A PASSAGE TO THE HEART: Writings from Families with Children from China, edited by Amy Klatzkin (Yeong & Yeong Book Company) Wonderful medley of how-to essays (my least favorites) and idiosyncratic truthful memoirs (my favorites.)
THE RUSSIAN WORD FOR SNOW: A True Story of Adoption by Janis Cooke Newman (NY: St. Martin’s Press, 2001), honest, lyrical, reflective, about a couple’s longing for a child and the fears that beset them in the face of many rational reasons to turn back. DISREGARD the cranky comments on Amazon about this book; I don’t know what book those people read, but it wasn’t this one.
12. DO YOU HAVE ANY ENCOURAING FINAL WORDS?
Yes! But they’re not mine, they are famous words from the German philosopher, Johann Wolfgang von Goethe (1749- 1832).

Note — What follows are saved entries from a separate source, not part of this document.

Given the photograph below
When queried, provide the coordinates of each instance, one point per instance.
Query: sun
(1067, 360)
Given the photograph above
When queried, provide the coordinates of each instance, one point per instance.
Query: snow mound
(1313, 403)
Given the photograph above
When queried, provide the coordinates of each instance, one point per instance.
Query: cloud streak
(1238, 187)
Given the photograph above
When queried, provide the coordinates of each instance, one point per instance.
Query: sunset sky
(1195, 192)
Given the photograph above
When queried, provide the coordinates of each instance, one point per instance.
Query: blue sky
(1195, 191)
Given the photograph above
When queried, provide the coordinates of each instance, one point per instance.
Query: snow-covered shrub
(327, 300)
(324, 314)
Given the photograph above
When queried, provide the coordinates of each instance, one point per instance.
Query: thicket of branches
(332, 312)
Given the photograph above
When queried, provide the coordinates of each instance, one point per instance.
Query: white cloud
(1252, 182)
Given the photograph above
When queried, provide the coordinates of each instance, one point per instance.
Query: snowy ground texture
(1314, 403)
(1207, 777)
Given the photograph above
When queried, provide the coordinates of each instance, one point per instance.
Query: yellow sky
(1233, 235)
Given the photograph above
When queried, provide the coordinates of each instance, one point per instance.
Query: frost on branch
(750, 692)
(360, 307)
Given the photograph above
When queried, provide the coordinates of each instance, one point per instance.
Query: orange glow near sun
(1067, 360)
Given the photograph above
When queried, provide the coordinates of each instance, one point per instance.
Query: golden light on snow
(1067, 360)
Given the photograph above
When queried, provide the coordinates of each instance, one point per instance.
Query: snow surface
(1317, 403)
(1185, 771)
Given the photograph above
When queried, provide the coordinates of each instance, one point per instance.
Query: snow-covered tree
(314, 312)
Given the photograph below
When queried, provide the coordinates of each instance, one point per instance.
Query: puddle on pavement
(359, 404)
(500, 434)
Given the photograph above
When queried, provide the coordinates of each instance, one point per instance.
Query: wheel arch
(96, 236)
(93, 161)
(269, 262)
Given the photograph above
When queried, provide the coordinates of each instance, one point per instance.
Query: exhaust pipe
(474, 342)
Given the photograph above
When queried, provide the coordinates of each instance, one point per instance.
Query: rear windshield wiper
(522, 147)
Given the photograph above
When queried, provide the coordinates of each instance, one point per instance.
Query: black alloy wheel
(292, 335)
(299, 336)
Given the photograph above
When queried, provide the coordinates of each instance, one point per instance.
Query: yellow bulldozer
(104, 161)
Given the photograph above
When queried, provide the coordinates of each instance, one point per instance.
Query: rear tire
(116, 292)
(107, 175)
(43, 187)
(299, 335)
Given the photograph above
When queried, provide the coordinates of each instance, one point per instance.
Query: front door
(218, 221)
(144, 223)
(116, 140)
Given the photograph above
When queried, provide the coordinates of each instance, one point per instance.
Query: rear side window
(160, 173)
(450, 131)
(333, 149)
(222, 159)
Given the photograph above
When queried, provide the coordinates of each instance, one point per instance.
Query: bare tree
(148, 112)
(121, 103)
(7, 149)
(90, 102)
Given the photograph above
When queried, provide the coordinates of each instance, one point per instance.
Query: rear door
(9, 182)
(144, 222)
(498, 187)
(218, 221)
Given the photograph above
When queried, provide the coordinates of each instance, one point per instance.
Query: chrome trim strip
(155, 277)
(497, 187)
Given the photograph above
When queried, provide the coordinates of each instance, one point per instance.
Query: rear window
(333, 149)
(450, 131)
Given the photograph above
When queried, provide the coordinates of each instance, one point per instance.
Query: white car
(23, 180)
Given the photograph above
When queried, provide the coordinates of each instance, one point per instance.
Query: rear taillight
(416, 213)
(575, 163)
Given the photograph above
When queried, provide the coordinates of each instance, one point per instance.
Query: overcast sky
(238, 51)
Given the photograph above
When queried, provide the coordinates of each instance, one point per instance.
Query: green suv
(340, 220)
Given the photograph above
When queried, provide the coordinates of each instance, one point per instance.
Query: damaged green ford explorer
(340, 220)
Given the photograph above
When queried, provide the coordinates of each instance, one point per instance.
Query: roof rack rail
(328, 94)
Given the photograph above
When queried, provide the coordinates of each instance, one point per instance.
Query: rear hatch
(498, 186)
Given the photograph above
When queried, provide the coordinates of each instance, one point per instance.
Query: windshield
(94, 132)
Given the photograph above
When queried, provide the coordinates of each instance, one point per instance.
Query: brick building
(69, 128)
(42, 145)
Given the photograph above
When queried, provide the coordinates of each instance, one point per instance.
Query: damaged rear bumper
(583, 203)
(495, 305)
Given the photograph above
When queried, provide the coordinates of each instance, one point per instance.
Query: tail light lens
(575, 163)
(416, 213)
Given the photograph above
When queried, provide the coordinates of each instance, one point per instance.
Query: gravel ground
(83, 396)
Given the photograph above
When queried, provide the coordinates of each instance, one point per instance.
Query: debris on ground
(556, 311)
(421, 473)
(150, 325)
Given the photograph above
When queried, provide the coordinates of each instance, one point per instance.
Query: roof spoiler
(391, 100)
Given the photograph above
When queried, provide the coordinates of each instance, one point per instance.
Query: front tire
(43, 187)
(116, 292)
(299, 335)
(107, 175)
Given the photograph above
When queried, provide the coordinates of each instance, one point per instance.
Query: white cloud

In lines that have come to be known as “Where commitment leads, providence follows,” he writes:
“Until one is committed, there is hesitancy, the chance to draw back, always ineffectiveness. Concerning all acts of initiative and creation, there is one elementary truth, the ignorance of which kills countless ideas and splendid plans: that the moment one definitely commits oneself, then providence moves too. All sorts of things occur to help one that would never otherwise have occurred. A whole stream of events issues from the decision, raising in one’s favor all manner of unforeseen incidents and meetings and material assistance, which no man could have dreamed would have come his way. Whatever you do, or dream you can, begin it. Boldness has genius, power and magic in it. Begin it now.”